Labor of Love: Buttermilk Fantail Rolls

I’ve had this recipe for Buttermilk Fantails bookmarked for so long that I’m not sure how I originally found it. I know that when I did stumble upon the mouth-watering photograph on, I made a promise to myself that when I had the time – I would make them. Since then, I’ve been waiting for enough time, energy and hungry guests. Because I know if I made them for kicks on a Sunday afternoon solo, I’d end up devouring them all by myself and regretting ever starting a food blog. That is the trouble with this endeavor – you feel guilty for eating it and guilty for letting anything go to waste! I’m lucky to have good hungry friends willing to take one for the team.

These rolls are as delicious as they look and I must admit that it is terribly fun tearing back each buttery layer.

Buttermilk Fantails from Gourmet Magazine February 2009


  • 1 stick plus 2 tablespoons unsalted butter, melted, divided
  • 2 teaspoons active dry yeast (from a 1/4-oz package)
  • 1/4 cup warm water (105–115°F)
  • 1 tablespoon mild honey or sugar
  • 3 cups all-purpose flour plus more for kneading and dusting
  • 1 1/2 teaspoons salt
  • 3/4 cup well-shaken buttermilk


Butter muffin cups with 1 Tbsp melted butter. Stir together yeast, warm water, and honey in a large bowl and let stand until foamy, about 5 minutes. (If mixture doesn’t foam, start over with new yeast.) Mix flour, salt, buttermilk, and 6 Tbsp melted butter into yeast mixture with a wooden spoon or rubber spatula until a soft dough forms. Turn out dough onto a well-floured surface and knead, dusting surface and your hands with just enough flour to keep dough from sticking, until dough is elastic and smooth, 6 to 8 minutes. Form dough into a ball.Put dough in an oiled large bowl and turn to coat. Cover bowl with plastic wrap and a kitchen towel and let dough rise in a draft-free place at warm room temperature until doubled, 1 1/2 to 2 hours. Punch down dough (do not knead), then halve. Roll out half of dough on a lightly floured surface with a floured rolling pin into a 12-inch square (about 1/8 inch thick; keep remaining half covered with plastic wrap). Brush dough with 1/2 Tbsp butter and cut into 6 equal strips. Stack strips, buttered sides up, and cut crosswise into 6 equal pieces. Turn each piece on a side and put into a muffin cup. Make more rolls with remaining dough in same manner. Separate outer layers of each roll to fan outward. Cover rolls with a kitchen towel (not terry cloth) and let rise in a draft-free place at warm room temperature until doubled and dough fills cups, 1 to 1 1/2 hours.
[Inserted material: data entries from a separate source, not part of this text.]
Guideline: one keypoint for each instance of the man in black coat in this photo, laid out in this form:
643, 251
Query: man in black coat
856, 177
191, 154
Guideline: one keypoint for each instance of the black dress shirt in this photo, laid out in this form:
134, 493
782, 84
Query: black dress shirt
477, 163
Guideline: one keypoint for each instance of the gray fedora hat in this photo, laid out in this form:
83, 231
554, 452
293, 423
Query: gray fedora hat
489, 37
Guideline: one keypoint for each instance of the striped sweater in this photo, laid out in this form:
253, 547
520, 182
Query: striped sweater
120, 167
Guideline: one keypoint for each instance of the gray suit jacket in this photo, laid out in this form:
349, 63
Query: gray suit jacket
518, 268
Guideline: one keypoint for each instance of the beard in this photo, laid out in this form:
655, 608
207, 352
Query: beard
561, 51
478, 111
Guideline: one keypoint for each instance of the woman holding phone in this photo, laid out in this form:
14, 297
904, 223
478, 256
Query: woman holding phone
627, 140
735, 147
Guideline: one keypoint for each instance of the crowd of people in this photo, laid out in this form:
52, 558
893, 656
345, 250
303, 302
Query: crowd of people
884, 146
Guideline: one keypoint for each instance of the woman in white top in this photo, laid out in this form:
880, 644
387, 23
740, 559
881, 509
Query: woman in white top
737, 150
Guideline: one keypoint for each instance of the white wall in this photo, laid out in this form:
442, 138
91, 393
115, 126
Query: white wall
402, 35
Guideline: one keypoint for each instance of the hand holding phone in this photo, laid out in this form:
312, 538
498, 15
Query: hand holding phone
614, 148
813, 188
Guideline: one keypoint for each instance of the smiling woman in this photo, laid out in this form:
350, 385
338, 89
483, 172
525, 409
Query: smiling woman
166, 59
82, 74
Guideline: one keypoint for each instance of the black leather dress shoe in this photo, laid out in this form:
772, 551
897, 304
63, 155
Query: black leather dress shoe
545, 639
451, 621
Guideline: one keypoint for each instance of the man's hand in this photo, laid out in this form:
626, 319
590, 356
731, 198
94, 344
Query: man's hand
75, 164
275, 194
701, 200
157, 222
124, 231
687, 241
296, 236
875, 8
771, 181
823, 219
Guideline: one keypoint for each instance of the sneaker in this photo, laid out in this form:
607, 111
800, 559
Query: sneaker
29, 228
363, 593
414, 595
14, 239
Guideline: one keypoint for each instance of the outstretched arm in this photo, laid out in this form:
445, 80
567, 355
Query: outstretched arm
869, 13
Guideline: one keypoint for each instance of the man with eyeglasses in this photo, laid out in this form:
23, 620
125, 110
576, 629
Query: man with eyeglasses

Preheat oven to 375°F with rack in middle. Bake rolls until golden brown, 20 to 25 minutes. Brush tops with remaining 2 Tbsp butter, then transfer rolls to a rack and cool at least 20 minutes.

Cooks’ note: Rolls are best the day they’re made but can be frozen (cool completely, then wrap well) 1 month. Thaw, then reheat on a baking sheet in a 350°F oven until warmed through, 5 to 10 minutes.


  1. my family, known for both our class and decorum, make dinner rolls in the fantail style for special occasions – we call them pull-apart-buns, but we ALSO make rolls that are made of two rolled balls shoved together in a muffin tin. these we call “hinder buns.” you’re welcome.